Inline Read More Link in Python Using lxml

on January 06, 2013 in technology about

When dealing with displaying large html content, we need a way to generate its summary and a “read more” or “continue” link to the full article.

This is a simple matter of truncating the html content at a defined maximum word count and adding the convenient ellipsis (…).

For instance:

Full html:
<p>paragraph 1</p><p>paragraph 2</p><p>paragraph 3</p><p>paragraph 4</p>

Truncated html:
<p>paragraph 1</p><p>paragraph 2...</p>

The problem is: most of the time trying to add a “read more” link to <p>paragraph 1</p><p>paragraph 2...</p> would put the link outside of the html content. This results in a really frustrating line break since <p></p> is a block element. In my opinion, the line break is disruptive and not as aesthetically pleasing.

What we really want:

Instead of:
<p>paragraph 1</p><p>paragraph 2...</p><a href="/read-more/">read more</a>

We want:
<p>paragraph 1</p><p>paragraph 2...<a href="/read-more/">read more</a></p>

I ran into this pet peeve a while back when I was trying to add an inline “answer” link to my question & answer joke for officecheese.com.

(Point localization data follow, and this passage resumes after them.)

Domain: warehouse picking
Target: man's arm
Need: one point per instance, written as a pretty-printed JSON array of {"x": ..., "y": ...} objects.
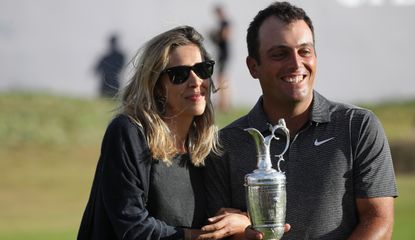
[{"x": 375, "y": 218}]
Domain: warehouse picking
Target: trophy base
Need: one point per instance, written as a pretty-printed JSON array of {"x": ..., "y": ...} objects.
[{"x": 271, "y": 232}]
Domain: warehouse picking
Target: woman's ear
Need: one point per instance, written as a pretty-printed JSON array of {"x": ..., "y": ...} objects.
[{"x": 252, "y": 64}]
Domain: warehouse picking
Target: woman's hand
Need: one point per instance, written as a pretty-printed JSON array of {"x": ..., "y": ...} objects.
[
  {"x": 252, "y": 234},
  {"x": 227, "y": 222}
]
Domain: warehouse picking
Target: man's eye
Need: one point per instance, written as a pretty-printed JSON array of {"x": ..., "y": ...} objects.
[
  {"x": 305, "y": 52},
  {"x": 278, "y": 55}
]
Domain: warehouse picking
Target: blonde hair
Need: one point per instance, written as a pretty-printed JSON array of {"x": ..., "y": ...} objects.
[{"x": 139, "y": 99}]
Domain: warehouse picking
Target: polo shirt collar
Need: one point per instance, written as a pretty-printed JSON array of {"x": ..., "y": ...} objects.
[{"x": 320, "y": 112}]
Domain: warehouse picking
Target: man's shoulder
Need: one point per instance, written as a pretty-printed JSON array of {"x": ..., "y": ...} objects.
[
  {"x": 236, "y": 125},
  {"x": 342, "y": 109}
]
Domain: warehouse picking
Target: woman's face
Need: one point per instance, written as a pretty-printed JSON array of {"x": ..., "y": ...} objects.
[{"x": 186, "y": 99}]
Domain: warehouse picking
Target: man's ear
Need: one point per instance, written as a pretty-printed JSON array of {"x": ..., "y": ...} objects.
[{"x": 252, "y": 64}]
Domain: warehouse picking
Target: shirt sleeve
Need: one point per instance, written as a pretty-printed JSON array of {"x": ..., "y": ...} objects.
[
  {"x": 125, "y": 170},
  {"x": 217, "y": 182},
  {"x": 373, "y": 171}
]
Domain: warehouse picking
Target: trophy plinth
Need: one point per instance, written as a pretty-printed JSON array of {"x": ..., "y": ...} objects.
[{"x": 265, "y": 188}]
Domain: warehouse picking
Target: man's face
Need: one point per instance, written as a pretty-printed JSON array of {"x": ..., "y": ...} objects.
[{"x": 287, "y": 65}]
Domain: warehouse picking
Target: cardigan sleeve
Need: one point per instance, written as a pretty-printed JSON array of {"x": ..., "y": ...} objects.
[{"x": 126, "y": 162}]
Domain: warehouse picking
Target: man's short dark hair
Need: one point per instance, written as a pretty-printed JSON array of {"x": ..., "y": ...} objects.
[{"x": 285, "y": 12}]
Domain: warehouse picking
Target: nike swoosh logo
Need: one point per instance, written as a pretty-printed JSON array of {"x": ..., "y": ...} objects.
[{"x": 318, "y": 143}]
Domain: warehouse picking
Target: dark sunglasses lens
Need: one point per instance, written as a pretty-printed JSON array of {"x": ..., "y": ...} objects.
[
  {"x": 178, "y": 75},
  {"x": 204, "y": 69}
]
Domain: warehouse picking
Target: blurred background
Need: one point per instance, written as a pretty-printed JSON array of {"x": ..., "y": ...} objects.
[{"x": 54, "y": 111}]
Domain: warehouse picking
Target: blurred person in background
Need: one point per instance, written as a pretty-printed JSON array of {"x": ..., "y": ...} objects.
[
  {"x": 148, "y": 182},
  {"x": 340, "y": 178},
  {"x": 221, "y": 37},
  {"x": 109, "y": 69}
]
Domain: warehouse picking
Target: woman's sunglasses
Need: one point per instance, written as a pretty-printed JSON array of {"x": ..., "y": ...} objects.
[{"x": 180, "y": 74}]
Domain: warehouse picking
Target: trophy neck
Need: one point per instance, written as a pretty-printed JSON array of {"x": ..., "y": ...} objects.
[{"x": 262, "y": 146}]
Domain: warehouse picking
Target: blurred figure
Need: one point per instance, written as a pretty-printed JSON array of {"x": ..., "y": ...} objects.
[
  {"x": 109, "y": 68},
  {"x": 220, "y": 37}
]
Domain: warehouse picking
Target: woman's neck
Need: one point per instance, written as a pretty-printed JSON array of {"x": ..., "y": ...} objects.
[{"x": 180, "y": 130}]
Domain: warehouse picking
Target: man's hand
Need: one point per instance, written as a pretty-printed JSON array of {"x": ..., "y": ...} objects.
[
  {"x": 252, "y": 234},
  {"x": 227, "y": 222}
]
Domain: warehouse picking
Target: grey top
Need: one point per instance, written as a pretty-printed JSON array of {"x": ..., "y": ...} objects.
[
  {"x": 341, "y": 154},
  {"x": 136, "y": 197}
]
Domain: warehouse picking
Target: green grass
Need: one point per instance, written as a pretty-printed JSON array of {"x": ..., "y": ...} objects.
[{"x": 48, "y": 153}]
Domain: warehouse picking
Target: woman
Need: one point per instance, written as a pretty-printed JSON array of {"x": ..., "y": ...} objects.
[{"x": 148, "y": 182}]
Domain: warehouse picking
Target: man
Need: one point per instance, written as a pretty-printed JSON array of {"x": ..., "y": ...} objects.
[{"x": 340, "y": 178}]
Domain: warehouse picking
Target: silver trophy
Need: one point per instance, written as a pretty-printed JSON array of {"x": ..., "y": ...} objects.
[{"x": 265, "y": 186}]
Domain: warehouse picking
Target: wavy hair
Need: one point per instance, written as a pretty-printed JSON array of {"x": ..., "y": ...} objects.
[{"x": 139, "y": 99}]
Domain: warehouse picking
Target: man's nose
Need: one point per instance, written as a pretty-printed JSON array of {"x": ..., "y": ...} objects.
[{"x": 296, "y": 60}]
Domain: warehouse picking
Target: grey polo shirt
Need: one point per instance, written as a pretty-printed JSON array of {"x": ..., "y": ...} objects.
[{"x": 341, "y": 154}]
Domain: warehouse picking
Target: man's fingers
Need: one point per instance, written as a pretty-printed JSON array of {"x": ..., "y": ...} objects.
[
  {"x": 216, "y": 234},
  {"x": 253, "y": 234},
  {"x": 213, "y": 227},
  {"x": 287, "y": 227},
  {"x": 228, "y": 210}
]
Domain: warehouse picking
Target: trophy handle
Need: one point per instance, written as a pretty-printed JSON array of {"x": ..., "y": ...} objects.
[{"x": 281, "y": 125}]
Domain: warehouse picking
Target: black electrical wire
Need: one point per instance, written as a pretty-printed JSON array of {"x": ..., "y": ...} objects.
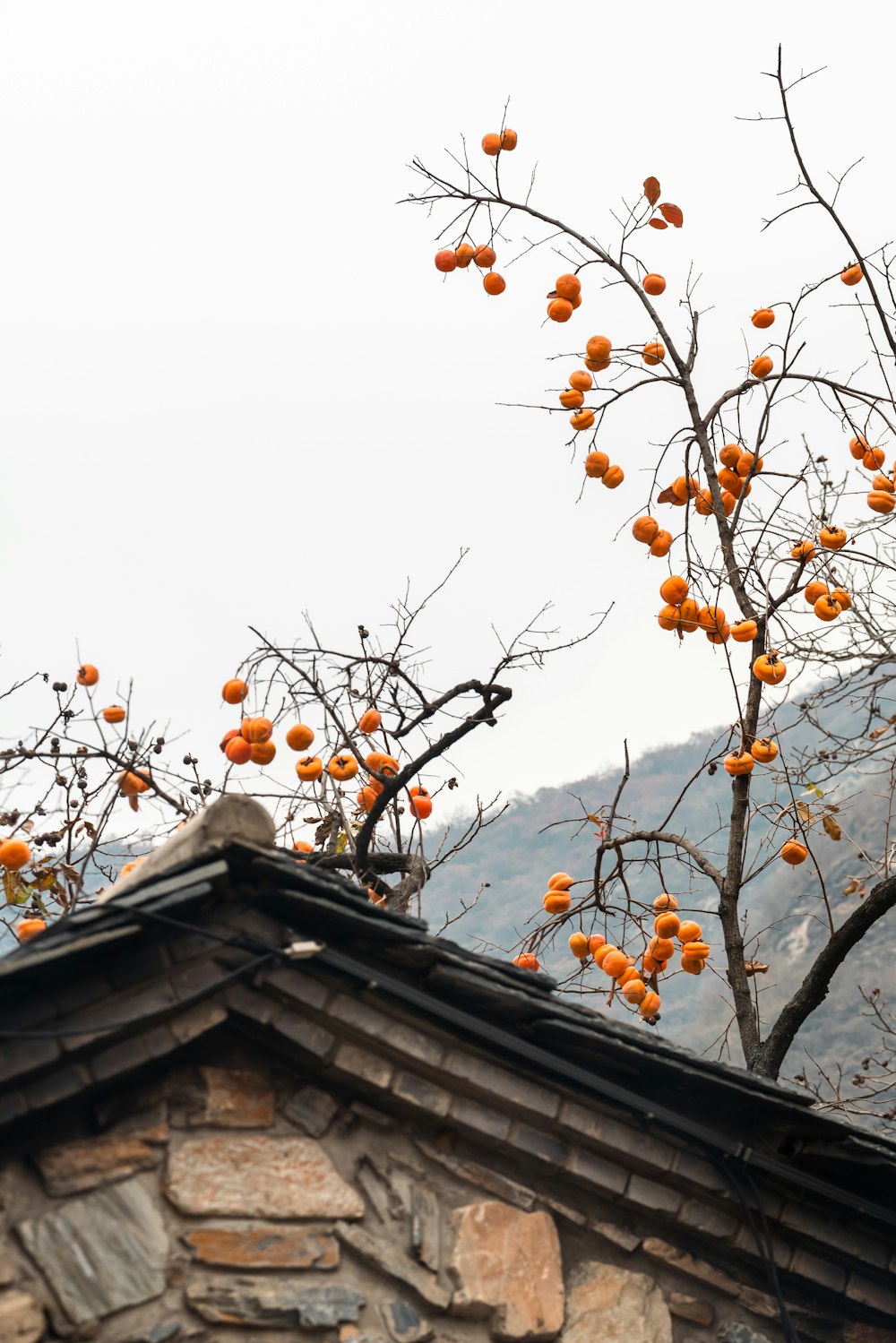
[{"x": 721, "y": 1151}]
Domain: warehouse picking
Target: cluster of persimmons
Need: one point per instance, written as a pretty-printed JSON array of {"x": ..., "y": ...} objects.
[
  {"x": 681, "y": 613},
  {"x": 634, "y": 982},
  {"x": 252, "y": 742}
]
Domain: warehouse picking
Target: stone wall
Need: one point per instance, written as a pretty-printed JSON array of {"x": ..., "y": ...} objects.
[{"x": 220, "y": 1202}]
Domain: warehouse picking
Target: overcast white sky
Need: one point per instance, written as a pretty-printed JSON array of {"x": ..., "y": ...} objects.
[{"x": 234, "y": 387}]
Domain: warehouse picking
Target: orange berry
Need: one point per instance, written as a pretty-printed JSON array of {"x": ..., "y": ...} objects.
[
  {"x": 234, "y": 692},
  {"x": 559, "y": 309},
  {"x": 13, "y": 855},
  {"x": 238, "y": 750},
  {"x": 300, "y": 737}
]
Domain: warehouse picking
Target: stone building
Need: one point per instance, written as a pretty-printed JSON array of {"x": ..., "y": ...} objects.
[{"x": 239, "y": 1101}]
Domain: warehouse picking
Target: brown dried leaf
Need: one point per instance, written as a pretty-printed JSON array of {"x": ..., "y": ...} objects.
[
  {"x": 831, "y": 829},
  {"x": 672, "y": 214},
  {"x": 651, "y": 190},
  {"x": 755, "y": 968}
]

Here is the code I wrote to address this:

def insert_into_last_element(html, element):
    try:
        from lxml.html import fragment_fromstring, fragments_fromstring, tostring
        from lxml.etree import ParserError
    except ImportError:
        raise Exception("Unable to find lxml")

    try:
        item = fragment_fromstring(element)
    except ParserError, TypeError:
        item = fragment_fromstring('<span></span>')

    try:
        doc = fragments_fromstring(html)
        doc[-1].append(item)

        return ''.join(tostring(e) for e in doc)
    except ParserError, TypeError:
        return ''

Seeing that the same need exists in Pelican, I added the functionality to my fork, and submitted a pull request here.

I hope this is useful to you and if anyone has suggestions for improvement, please don’t hesitate to let me know.

UPDATE: Per recommendation of Alexis Metaireau, I reimplemented this feature as a plugin and resubmitted another pull request to the pelican-plugins project here.